Талли вспомнила этот разговор и не смогла рассказать Шейки. Ведь та не была ее старинной подругой.

Шейки смотрела, как Талли ест мороженое. Потом, откинув челку со лба, Шейки сказала:

– Ничего, Талли. Я знаю, что ты не любишь делиться со мной.

Талли посмотрела на пустую вазочку из-под мороженого. Может, заказать еще одно? Черт!

– И я знаю почему, – продолжала Шейки. – Ты словно бы думаешь: а какой в этом смысл?

– Да, – подтвердила Талли и перевела удивленный взгляд на Шейки. – Так и есть. Именно так я и чувствую. Какой в этом смысл, черт возьми?

– Можно тебя спросить, Талл? – начала Шейки, пытаясь привлечь к себе внимание официантки. – Это уже о другом. Твои чувства к маме не изменились? Теперь, когда она заболела?

– Нет, не очень, – нехотя ответила Талли.

– А можно еще спросить? – продолжала Шейки. – Ты уедешь в Калифорнию, даже если твоя мама останется в больнице? Разве за ней не нужно ухаживать?

Талли уставилась на Шейки.

– Что ты такое говоришь, Шейк? – удивилась она. – Ты на чьей стороне?

– На твоей, конечно, на твоей! – заверила ее Шейки. – Но все-таки как у тебя это получается? Уехать на побережье, оставив больную мать… Больную мать, друзей, колледж, не самую плохую работу, церковь, танцы и двух мужчин, которые любят тебя, – все оставить. Как ты так можешь?

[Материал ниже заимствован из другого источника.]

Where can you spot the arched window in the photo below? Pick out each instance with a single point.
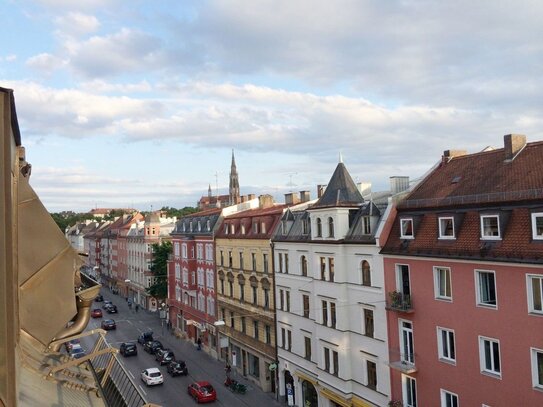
(319, 227)
(366, 273)
(303, 265)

– Что ты такое говоришь, Шейк?! – опять воскликнула Талли.

– Видимо, мне просто не хочется, чтобы ты уезжала, – призналась Шейки. – Я бы не уехала.

– Нет? – спросила Талли. – Почему?

– Здесь прошла вся моя жизнь, и хорошо прошла. Я стала бы скучать. А ты разве не станешь? Разве ты не скучала по своим школьным подругам, когда они разъехались?

Талли почувствовала, как немеют кончики пальцев, и быстро ответила:

– Конечно, скучала. И, наверное, буду скучать по тебе. Но у меня много дел – поступить в колледж, найти работу, новых друзей. Я буду путешествовать. Все будет хорошо, – сказала Талли. Чувствительность к подушечкам пальцев еще не вернулась.

– Неужели нет ничего такого, по чему ты могла бы по-настоящему скучать?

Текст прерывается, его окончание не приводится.